“You’re the same as you’ve always been,” I said. “And you always will be.”
“Constant in my inconstancy. Now, where’s that keeper? I think I want my horse.”
“I’ll bring your horse.” Daniel started at the deep voice, nearly at his elbow. He hadn’t seen Gustavus in the shadows, but I’d seen him. Him, and more.
“He was nervy this morning. He nearly ran down poor Leonhard.”
“He’s been rested now,” Gustavus said.
“I’ll wait in the Square,” Daniel said. He wanted out of the dark. But I stayed in the room. The fire was drowsy but watchful, and the hundreds of eyes looking out from the shelves all seemed satisfied.
“Do you see?” I asked.
Caiaphas came out of the shadows where he’d been with Gustavus.
“I heard you,” he said.
“He won’t stay. He’s not here for the Chair or for Basel. He’s only wanting to tweak his father. Once he has the Chair he’ll leave it for something else. He’s already resigned his Chair in Padua.”
He studied me. “And you would stay?”
“This is my home. This is all I want.”
“This city is Daniel’s home, also.”
“If he wins the Chair,” I said, “I’ll convince him to leave it. The father and son are already set against each other. I’d know how to drive them so hard apart to break the University in halves.”
“You would ruin your own University?”
“You’ll lose everything you have here. Give me the Chair.”
I was searched. Like a wolf tears a fence to get the rabbits inside, I was torn and opened.
“Then I will give it to you,” he said. “But be careful with your treachery.” He still stared at me. “I think it more likely you’ll be thrown to the river than hold a Chair.”
I went out that night as I’d done four nights before. I waited in the alley behind Master Johann’s kitchen. It was a longer wait but the time came, and the door opened, and Master Johann came out with his candle. This time he didn’t leave it and return to the house. He descended into the cellar and closed its door behind him.
He was there for some ten minutes. I might have heard the box pulled out from the wall and the wall itself opened; or I might only have heard the noises of any night in Basel’s streets. Through slits in the door, the light from the candle moved, then was still, then moved again, back and around, and was held up and lowered.
Then the door was opened and the candle extinguished.
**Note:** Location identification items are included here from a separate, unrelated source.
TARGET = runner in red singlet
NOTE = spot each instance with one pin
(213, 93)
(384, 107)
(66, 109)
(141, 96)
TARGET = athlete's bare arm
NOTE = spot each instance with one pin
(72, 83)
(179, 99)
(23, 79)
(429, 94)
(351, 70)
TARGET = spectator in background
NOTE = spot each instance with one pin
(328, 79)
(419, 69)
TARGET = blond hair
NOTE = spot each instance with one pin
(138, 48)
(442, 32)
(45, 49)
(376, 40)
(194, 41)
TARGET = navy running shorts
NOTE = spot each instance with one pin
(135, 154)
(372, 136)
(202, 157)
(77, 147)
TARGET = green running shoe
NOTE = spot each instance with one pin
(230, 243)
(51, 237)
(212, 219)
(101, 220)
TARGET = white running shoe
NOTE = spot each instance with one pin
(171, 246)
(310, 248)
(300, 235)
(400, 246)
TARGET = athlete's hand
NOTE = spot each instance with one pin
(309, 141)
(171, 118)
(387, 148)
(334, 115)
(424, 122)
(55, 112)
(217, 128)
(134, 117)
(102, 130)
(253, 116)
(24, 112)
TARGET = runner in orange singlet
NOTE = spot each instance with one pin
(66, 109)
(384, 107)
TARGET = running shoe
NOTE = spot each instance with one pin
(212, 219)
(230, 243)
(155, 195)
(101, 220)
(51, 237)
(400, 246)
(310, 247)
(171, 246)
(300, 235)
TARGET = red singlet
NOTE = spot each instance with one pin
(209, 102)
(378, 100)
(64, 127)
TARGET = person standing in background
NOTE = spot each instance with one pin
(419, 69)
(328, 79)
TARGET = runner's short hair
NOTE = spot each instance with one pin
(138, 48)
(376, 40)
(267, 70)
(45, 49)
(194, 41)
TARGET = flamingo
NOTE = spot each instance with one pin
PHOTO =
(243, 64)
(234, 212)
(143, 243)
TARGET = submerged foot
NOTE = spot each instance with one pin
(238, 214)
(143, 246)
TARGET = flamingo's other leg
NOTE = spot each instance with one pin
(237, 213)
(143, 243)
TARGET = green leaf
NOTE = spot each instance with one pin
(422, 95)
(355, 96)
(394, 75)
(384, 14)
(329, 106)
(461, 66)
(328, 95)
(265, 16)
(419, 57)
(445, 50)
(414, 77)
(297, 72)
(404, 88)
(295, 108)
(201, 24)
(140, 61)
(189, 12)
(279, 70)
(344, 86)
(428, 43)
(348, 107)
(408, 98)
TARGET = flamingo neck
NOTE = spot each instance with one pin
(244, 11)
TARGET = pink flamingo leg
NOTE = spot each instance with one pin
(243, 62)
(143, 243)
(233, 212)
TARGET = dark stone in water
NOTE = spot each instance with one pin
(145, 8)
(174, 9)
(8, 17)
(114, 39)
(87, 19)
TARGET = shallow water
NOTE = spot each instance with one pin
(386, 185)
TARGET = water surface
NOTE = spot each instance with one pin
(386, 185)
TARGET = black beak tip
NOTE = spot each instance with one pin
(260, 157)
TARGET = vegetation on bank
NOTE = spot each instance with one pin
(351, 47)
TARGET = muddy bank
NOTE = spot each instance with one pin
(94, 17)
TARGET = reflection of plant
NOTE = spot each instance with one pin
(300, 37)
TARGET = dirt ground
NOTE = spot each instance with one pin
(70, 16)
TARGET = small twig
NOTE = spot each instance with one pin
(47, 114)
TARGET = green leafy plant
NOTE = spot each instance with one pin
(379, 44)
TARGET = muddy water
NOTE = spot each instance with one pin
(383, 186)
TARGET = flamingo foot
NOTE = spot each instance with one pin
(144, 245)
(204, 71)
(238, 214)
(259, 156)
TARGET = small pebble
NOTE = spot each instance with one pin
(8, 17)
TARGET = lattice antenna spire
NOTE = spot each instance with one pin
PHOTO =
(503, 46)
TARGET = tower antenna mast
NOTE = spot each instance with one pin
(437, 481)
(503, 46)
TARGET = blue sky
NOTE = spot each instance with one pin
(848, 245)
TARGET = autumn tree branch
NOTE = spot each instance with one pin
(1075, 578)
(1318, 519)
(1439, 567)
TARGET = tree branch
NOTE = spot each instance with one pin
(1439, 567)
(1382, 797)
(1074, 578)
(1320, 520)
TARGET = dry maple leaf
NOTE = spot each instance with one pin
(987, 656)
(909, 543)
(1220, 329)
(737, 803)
He came out through the yard to the gate, and passed through it, just feet from me. He might have felt someone was there; or he might have felt the presences of any night in Basel’s streets.
Then he was silent and gone. His direction was toward the river, away from the Barefoot Square. I stayed.
The night was mainly timeless. Clocks sounded eleven but I had no measure of when he’d passed the gate. I’d left my house before ten.
But finally, in the quieter and quieter dark, I heard him returning, though only when he was already near. He opened and closed the gate, then his own door. Through the window I saw a candle lit in the kitchen and then taken on to the hall.
And then I went home.
A jitter vibrated the streets that Tuesday morning as I left my house toward Master Johann’s. Something unsettled, something jubilant, something uncontrolled was walking with me. Something anticipatory. I reached the back fence and gate at the usual time and found the usual activity inside: Mistress Dorothea pouring words, and her maid barely keeping her head above the tide of them, and still adding her own to the flood. And if one or two of the streams might have been pots or chickens or sheets, the majority was people. Then, given that they only used pronouns, the sentences become like a stew: “They told her mother to wash it himself, but he had his hat on her head and they boiled it, and she wanted them both, but she didn’t want either . . .” she was saying as I opened the door. I would rather have calculated a determinant of seven rows than calculate the meaning of those sentences! But when she saw me, she acknowledged me.
“You’re diligent, Leonhard. Diligent for a young man who might be made a Chair on the morrow.” It should have been a simple compliment or simpler statement. I couldn’t tell if there was some other meaning, perhaps suspicion.
“Yes, Ma’am.”
“Please do all you have time for. You’ve other duties today that are more important.” And that was certainly the first she’d ever said such.
“I’ll finish everything.”
“Thank you.”
Then later, when she was upstairs, Little Johann had more to say. “Daniel has the Russia letter, and you gave it to him.”